On October 1, 1993, after much debate, Mexico ordered the cities of Tijuana, Laredo and towns located near targeted areas on the U.S. side of the border officially abandoned for 20 years. The government declared the day an official holiday, know as Dia del Norte (Day of the North).

The day took on additional significance for the residents of the abandoned areas and for Mexicans who had relatives and friends killed on Doomsday. Workers were given the day off nationwide in all non-essential industries, and tributes to the abandoned cities and to Mexicans killed on Doomsday were played all day on television and radio. The American refugees were not forgotten, as they were honored by President Salinas, and the major networks emphasized the human side of the tragedy when talking about the refugees.

That evening, Mexico's national football team played Australia in a friendly match in Monterrey Stadium, a place where some of the dead from Doomsday were housed 10 years earlier. The match raised 1,500,000 pesos for refugee relief.

Monterrey became the largest city in the north, but the relocation of refugees to Chihuahua, Victoria and La Paz was advantageous to sparking the giant growth of those cities into de facto replacements for the abandoned metropolises.

1994 Presidential election[]

Ernesto Zedillo won the Mexican presidential election in 1994, perhaps more from the efforts of outgoing President Salinas than his own efforts.

Zedillo served as the campaign manager for Luis Donaldo Colosio, the PRI candidate for the impending 1994 Presidential election. Colosio had advocated open talks with the nationalists fighting Mexico in the Chiapas War and with representatives of the Zapatista movement in Chiapas, both which were opposed by the PRI and by then-President Salinas, putting

Colosio was assassinated in 1994; Salinas appointed Zedillo as the party's candidate. After winning the election (admit protests from the PAN, which increasingly was targeting the strengthening American population), Zedillo moved to send troops into Chiapas to put down the Zapatista Army. He also oversaw political and electoral reforms that reduced the PRI's influence, and oversaw the establishment of the IFE (Instituto Federal Electoral, or Federal Electoral Institute); the IFE, overseen by nationals and refugees, was given the authority to oversee elections at all levels and to ensure they were conducted legally and fairly.

The end of one era, and the beginning of another[]

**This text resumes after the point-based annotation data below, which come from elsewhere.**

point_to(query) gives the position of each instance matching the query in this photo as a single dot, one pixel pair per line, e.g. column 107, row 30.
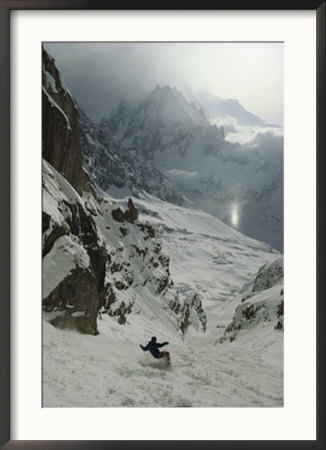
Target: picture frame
column 5, row 225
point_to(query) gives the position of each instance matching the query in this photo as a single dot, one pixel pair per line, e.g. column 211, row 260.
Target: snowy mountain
column 162, row 120
column 97, row 257
column 241, row 184
column 109, row 164
column 217, row 108
column 124, row 268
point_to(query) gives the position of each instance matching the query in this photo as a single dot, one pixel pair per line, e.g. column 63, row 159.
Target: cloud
column 183, row 174
column 100, row 74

On May 1, 1995, the official U.S. Government in Canberra came to an end after 219 years. Flags were flown at half-mast all over Mexico.

On September 16, 1995, almost exactly ten years after the Mexico City earthquake, work in Mexica was formally completed. The full move of the government into Mexica had been postponed during the Chiapas War.

The federal district of Mexico City was absorbed into Mexico State and the new federal capital district of Mexica was named the Distrito Capital Federal (DCF).

2000 Presidential election[]

Vicente Fox - garnering support from the American refugee population - won as the candidate of a group representing the National Action Party, the Green Party and the Liberty Party (a political party made up of moderate and liberal ex-Americans). It ended the PRI's decades-long grip on the Presidency.

The Fox and Calderon presidencies[]

In 2001, the military began exploration of the former U.S. states of Arizona and New Mexico, reporting contact with Dinetah scouts 45 km northwest of former Albuquerque and intermittent contact with wanderers and squatters throughout the state. Limited exploration was also made of bombed areas, notably missile bases in Arizona and the cities of Phoenix, Tucson and Albuquerque. The survivor cities of Prescott, Arizona and Silver City, New Mexico were discovered during this time.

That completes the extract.